Browse Subject Areas

Click through the PLOS taxonomy to find articles in your field.

For more information about PLOS Subject Areas, click here.

  • Loading metrics

The Reliability and Sensitivity of the National Institutes of Health Stroke Scale for Spontaneous Intracerebral Hemorrhage in an Uncontrolled Setting

  • Adrian V. Specogna ,

    * Email:

    Affiliation Department of Community Health Sciences, Faculty of Medicine, University of Calgary, Calgary, Alberta, Canada

  • Scott B. Patten,

    Affiliation Department of Community Health Sciences, Faculty of Medicine, University of Calgary, Calgary, Alberta, Canada

  • Tanvir C. Turin,

    Affiliation Department of Community Health Sciences, Faculty of Medicine, University of Calgary, Calgary, Alberta, Canada

  • Michael D. Hill

    Affiliation Department of Clinical Neurosciences, Foothills Hospital, Calgary, Alberta, Canada

The Reliability and Sensitivity of the National Institutes of Health Stroke Scale for Spontaneous Intracerebral Hemorrhage in an Uncontrolled Setting

  • Adrian V. Specogna, 
  • Scott B. Patten, 
  • Tanvir C. Turin, 
  • Michael D. Hill


Background and Purpose

The National Institutes of Health Stroke Scale (NIHSS) is commonly used to measure neurologic function and guide treatment after spontaneous intracerebral hemorrhage (ICH) in routine stroke clinics. We evaluated its reliability and sensitivity to detect change with consecutive and unique rater combinations in a real-world setting.


Conservative measures of interrater reliability (unweighted Kappa (κ), Intraclass Correlation Coefficient (ICC1,1) and sensitivity to detect change (Minimal Detectable Difference (MDD)) were estimated.

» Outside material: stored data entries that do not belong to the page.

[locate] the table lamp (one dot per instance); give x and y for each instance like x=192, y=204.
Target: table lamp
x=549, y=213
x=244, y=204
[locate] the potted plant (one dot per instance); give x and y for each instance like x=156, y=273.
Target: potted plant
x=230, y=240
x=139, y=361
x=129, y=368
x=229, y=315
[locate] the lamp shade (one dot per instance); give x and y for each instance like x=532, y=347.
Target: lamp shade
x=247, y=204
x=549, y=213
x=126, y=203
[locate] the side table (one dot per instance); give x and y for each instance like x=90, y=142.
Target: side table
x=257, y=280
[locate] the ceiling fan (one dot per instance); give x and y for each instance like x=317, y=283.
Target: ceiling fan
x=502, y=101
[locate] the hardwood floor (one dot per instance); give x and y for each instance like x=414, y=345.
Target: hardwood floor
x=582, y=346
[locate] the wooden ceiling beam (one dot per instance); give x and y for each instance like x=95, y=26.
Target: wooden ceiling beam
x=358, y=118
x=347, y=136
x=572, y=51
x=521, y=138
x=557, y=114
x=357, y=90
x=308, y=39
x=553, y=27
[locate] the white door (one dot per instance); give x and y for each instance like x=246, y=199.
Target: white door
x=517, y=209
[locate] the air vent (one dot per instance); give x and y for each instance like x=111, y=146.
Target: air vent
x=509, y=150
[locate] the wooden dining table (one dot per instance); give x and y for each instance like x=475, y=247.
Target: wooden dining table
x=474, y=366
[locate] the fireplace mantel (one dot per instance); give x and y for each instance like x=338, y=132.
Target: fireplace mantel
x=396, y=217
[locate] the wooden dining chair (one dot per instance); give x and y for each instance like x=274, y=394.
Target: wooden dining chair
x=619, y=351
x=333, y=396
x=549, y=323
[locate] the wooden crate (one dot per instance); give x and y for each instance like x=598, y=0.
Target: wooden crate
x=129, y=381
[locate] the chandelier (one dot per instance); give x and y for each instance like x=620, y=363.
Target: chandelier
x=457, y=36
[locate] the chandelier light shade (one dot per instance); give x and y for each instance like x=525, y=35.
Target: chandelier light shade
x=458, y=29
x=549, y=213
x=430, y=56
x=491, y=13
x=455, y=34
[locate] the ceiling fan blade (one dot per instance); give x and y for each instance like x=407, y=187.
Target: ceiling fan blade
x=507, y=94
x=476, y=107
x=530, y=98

Sixty-one repeated ratings were completed within 1 week after ICH by physicians and nurses with no investigator intervention.


Reliability (consistency) of the NIHSS total score was good for both physicians vs. nurses and nurses vs. nurses (ICC=0.78, 95%CI: 0.58-0.89 and ICC=0.75, 95%CI: 0.55-0.87 respectively) in this scenario. Reliability (agreement) of items 1C and 9 were excellent (κ>=0.61) for both rater comparisons, however, reliability was poor to fair on most remaining items (κ:0.01-0.60), with item 11 being completely unreliable in this scenario (κ<0.01). The MDD95 of the total NIHSS score was ±10 and ±11 points for physician vs. nurse and nurse vs. nurse comparisons.


The reliability of the NIHSS is good overall for ICH even in an uncontrolled setting. However, on repeated measurements changes in total NIHSS score of at least >=10 points need to be observed for clinicians to be confident that real changes had occurred within 1 week after ICH.


The National Institutes of Health Stroke Scale (NIHSS) is a well known scale, originally designed to assess stroke severity in controlled clinical studies of ischemic stroke[1]. Despite this, it is now commonly used to measure neurologic function and guide treatment after spontaneous intracerebral hemorrhage (ICH) in day-to-day clinical settings as well[2]. Currently however, the sensitivity of the NIHSS for detecting changes after treatment is unclear, and reliability estimates from previous studies using distinct, controlled raters are over-estimated for routine settings where raters are often transient and interchangeable. Without knowing the reliability or sensitivity to detect change in uncontrolled settings with typical raters, it would be impossible to appropriately quantify clinically meaningful neurologic changes after treatment using this scale[3]. We evaluated the reliability and sensitivity to detect change of the NIHSS for ICH patients in a typical, routine clinical setting with a realistic set of consecutive raters.


The study protocol was approved by the University of Calgary Conjoint Health Research Ethics Board. We obtained a waiver of written consent for patients to conduct this study. A consecutive series of 48 patients with ICH were followed prospectively in a stroke unit at a university hospital. Patients were included if they were adults (>=18 years) and had an imaging-confirmed ICH. Patients were excluded only if they had an illness that interfered with neurological assessments, or paired-measurements were taken greater than four hours apart.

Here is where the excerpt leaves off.